Sobre a inflacção, quero apenas a adicionar que se espalhar à economia em geral (actualmente estamos apenas a falar de energia e comida) é obviamente natural que os custos de extracção de minérios também subam elevando assim o preço dos metais mas prejudicando as empresas extractoras que não conseguirão assim ter ganhos tão espectaculares como as matérias primas.
5)Conclusões
O ouro e a prata são, hoje em dia, avaliados pelas condições monetárias dos varios bancos centrais e das pressões inflaccionistas presentes (reais ou percepcionadas pelo mercado). Num ambiente monetário laxista em que a inflacção é relegada para segundo plano para aliviar excessos financeiros o mercado tende a refugiar-se nos metais e acho que ainda estamos a tempo de nos refugiarmos se acreditarmos que as coisas vão piorar (não me refiro aos índices accionistas).

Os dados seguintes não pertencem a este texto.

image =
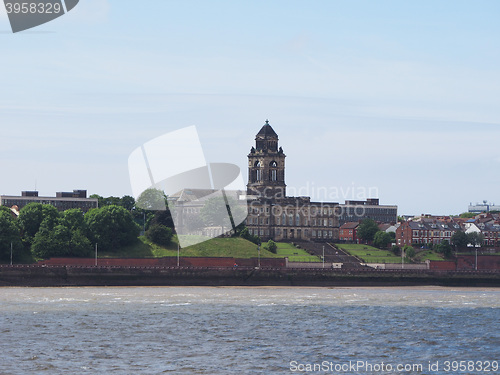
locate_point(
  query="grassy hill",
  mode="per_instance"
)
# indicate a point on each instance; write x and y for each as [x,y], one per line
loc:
[370,254]
[217,247]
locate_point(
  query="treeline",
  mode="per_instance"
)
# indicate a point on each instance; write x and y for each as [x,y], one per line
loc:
[41,231]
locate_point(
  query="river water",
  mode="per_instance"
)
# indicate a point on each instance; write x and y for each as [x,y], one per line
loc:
[204,330]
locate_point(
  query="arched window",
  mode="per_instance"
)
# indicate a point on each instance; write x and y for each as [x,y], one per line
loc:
[258,172]
[273,175]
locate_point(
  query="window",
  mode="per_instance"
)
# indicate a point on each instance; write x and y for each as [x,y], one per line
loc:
[274,175]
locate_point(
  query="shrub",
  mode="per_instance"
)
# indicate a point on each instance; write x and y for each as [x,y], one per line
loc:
[159,234]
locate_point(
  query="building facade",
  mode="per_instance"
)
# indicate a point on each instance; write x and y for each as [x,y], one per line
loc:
[62,201]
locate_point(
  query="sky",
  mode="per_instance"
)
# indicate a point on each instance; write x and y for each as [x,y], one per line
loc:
[395,100]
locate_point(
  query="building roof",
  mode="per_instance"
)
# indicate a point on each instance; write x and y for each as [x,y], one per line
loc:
[267,131]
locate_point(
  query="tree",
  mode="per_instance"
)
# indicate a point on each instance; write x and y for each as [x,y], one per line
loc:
[271,246]
[73,219]
[444,248]
[33,215]
[382,239]
[409,252]
[165,218]
[244,233]
[367,229]
[159,234]
[30,218]
[111,227]
[127,202]
[396,250]
[459,239]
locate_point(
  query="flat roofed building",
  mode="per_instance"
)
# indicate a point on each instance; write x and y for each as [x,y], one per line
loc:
[353,211]
[62,201]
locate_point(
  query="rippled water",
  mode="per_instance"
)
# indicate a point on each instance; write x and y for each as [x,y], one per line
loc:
[243,330]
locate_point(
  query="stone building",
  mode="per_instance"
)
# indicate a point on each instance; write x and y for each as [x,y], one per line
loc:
[273,215]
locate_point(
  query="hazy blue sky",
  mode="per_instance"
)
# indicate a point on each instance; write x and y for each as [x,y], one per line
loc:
[399,97]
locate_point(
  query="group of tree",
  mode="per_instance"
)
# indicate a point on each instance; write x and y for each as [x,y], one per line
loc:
[369,231]
[461,240]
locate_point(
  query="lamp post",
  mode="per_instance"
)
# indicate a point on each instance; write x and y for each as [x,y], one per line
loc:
[476,258]
[258,226]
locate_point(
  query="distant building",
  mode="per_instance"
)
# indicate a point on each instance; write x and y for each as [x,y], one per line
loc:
[349,232]
[426,231]
[62,201]
[370,209]
[483,207]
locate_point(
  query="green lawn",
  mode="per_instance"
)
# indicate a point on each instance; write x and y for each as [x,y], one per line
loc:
[370,254]
[294,254]
[422,256]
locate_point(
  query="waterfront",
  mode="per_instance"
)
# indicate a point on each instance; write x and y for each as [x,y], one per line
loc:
[206,330]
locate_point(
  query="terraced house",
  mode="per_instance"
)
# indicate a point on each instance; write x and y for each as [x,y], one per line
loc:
[273,215]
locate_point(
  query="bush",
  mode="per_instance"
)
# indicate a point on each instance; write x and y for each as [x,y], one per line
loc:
[249,237]
[159,234]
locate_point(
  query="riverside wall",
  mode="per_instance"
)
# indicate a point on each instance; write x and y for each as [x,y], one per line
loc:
[48,276]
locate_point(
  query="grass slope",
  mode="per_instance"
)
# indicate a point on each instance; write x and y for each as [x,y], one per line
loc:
[294,254]
[370,254]
[217,247]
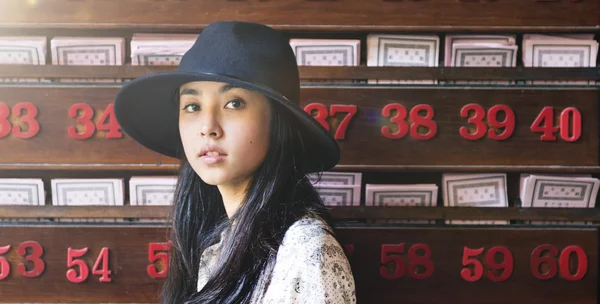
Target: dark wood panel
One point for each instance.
(320, 72)
(303, 14)
(363, 144)
(339, 213)
(130, 283)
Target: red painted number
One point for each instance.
(107, 122)
(84, 271)
(569, 124)
(100, 266)
(417, 121)
(544, 258)
(497, 272)
(4, 265)
(163, 257)
(35, 257)
(416, 261)
(112, 126)
(322, 113)
(28, 118)
(507, 125)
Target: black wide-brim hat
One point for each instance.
(249, 55)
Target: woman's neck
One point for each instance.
(233, 195)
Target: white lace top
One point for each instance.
(310, 267)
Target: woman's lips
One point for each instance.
(213, 158)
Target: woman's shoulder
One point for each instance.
(309, 233)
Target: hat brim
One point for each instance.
(146, 111)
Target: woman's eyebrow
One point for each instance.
(228, 87)
(189, 92)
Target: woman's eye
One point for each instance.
(191, 108)
(235, 104)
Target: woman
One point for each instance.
(248, 227)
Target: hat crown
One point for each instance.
(247, 51)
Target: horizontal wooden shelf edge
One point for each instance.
(338, 213)
(320, 72)
(346, 168)
(303, 27)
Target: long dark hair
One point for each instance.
(278, 195)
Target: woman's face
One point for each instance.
(224, 130)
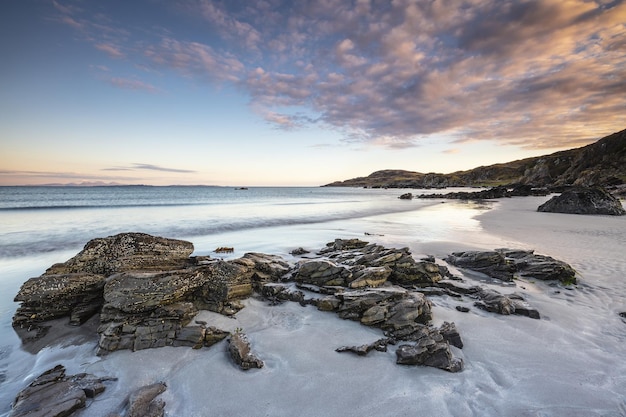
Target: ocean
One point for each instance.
(570, 363)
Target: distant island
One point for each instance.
(602, 163)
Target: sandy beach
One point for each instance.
(571, 362)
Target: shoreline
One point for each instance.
(514, 365)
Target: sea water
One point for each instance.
(572, 362)
(40, 226)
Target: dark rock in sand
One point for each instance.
(515, 190)
(239, 349)
(493, 301)
(299, 251)
(127, 252)
(355, 254)
(505, 265)
(144, 402)
(78, 295)
(362, 350)
(594, 200)
(54, 394)
(429, 349)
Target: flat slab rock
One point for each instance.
(241, 354)
(54, 394)
(594, 200)
(508, 264)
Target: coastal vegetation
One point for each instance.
(602, 163)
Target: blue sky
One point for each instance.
(276, 92)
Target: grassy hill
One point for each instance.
(600, 163)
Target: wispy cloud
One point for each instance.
(129, 84)
(531, 73)
(112, 50)
(149, 167)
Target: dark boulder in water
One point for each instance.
(584, 201)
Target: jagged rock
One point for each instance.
(127, 252)
(429, 349)
(322, 272)
(144, 402)
(239, 349)
(266, 268)
(373, 276)
(405, 270)
(495, 302)
(362, 350)
(451, 334)
(506, 264)
(342, 245)
(54, 394)
(78, 295)
(594, 200)
(299, 251)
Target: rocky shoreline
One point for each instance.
(145, 291)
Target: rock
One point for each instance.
(430, 349)
(495, 302)
(362, 350)
(594, 200)
(506, 264)
(322, 272)
(266, 268)
(299, 251)
(144, 402)
(127, 252)
(53, 394)
(451, 334)
(78, 295)
(405, 270)
(343, 244)
(373, 276)
(491, 263)
(239, 349)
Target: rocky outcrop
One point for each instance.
(127, 252)
(356, 256)
(516, 190)
(146, 290)
(76, 295)
(429, 349)
(241, 353)
(55, 394)
(506, 265)
(142, 306)
(584, 201)
(145, 401)
(493, 301)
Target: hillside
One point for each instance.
(600, 163)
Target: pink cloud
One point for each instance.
(112, 50)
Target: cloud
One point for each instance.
(129, 84)
(149, 167)
(530, 73)
(112, 50)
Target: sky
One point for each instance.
(299, 93)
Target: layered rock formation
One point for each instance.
(584, 201)
(507, 264)
(55, 394)
(145, 291)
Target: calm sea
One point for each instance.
(40, 226)
(37, 220)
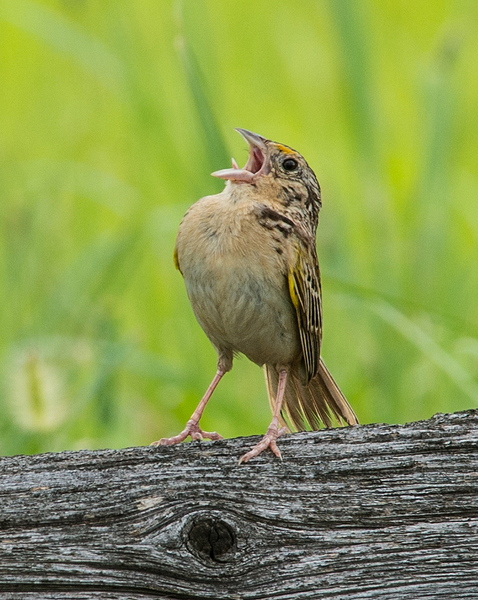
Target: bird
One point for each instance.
(249, 261)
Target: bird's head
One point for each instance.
(269, 163)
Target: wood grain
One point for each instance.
(365, 512)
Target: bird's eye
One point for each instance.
(290, 164)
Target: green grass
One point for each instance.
(112, 116)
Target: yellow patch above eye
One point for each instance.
(285, 149)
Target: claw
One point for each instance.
(193, 430)
(268, 441)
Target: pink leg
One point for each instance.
(192, 426)
(273, 431)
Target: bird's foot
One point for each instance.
(193, 430)
(268, 441)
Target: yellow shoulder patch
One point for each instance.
(176, 260)
(293, 295)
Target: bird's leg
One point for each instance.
(273, 431)
(192, 426)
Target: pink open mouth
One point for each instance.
(256, 165)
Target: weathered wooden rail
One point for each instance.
(367, 512)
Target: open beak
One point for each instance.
(257, 164)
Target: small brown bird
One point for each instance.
(249, 261)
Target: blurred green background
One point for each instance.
(112, 116)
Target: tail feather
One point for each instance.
(314, 404)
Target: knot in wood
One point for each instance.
(210, 538)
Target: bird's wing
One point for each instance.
(306, 296)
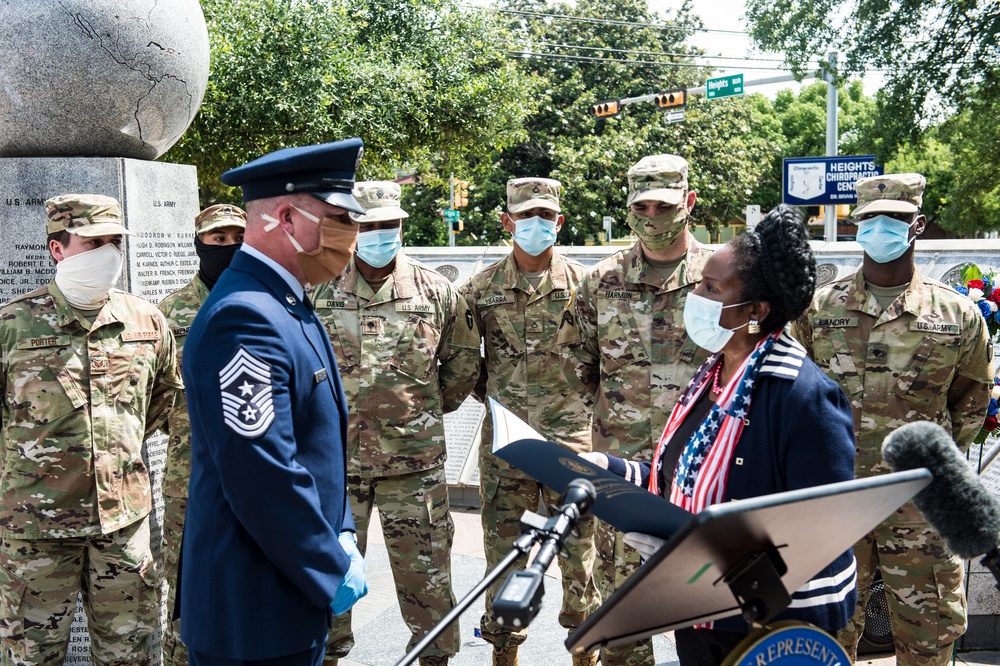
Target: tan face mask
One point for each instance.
(336, 246)
(660, 231)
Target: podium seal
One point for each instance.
(788, 643)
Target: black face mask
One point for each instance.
(213, 259)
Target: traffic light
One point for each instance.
(461, 193)
(670, 99)
(606, 108)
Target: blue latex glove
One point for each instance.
(354, 586)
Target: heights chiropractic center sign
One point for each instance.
(816, 181)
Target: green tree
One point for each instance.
(413, 78)
(591, 51)
(933, 53)
(958, 158)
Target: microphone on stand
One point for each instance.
(956, 503)
(519, 600)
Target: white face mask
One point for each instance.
(86, 278)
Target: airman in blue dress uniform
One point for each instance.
(269, 550)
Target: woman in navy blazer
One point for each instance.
(758, 417)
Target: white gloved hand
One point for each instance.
(599, 459)
(646, 544)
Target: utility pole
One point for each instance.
(830, 222)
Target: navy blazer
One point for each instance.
(268, 497)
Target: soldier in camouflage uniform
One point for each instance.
(218, 234)
(624, 346)
(518, 303)
(903, 347)
(408, 350)
(88, 372)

A globalização trouxe muitas coisas boas a todos os habitantes deste planeta. Países onde antes se passava fome de repente passaram a ter empregos para sustentar uma familia... no Ocidente passámos a ter produtos mais baratos porque os grandes produtores passaram as fábricas para zonas do globo onde a produção é mais barata.
Enquanto isto tudo se passava a mão invisível foi ajustando os mercados que criaram uma tendência deflaccionária nunca vista no mundo Ocidental. Para quem acreditar que esta tendência terminou o ouro e a prata serão bons motivos de refugio.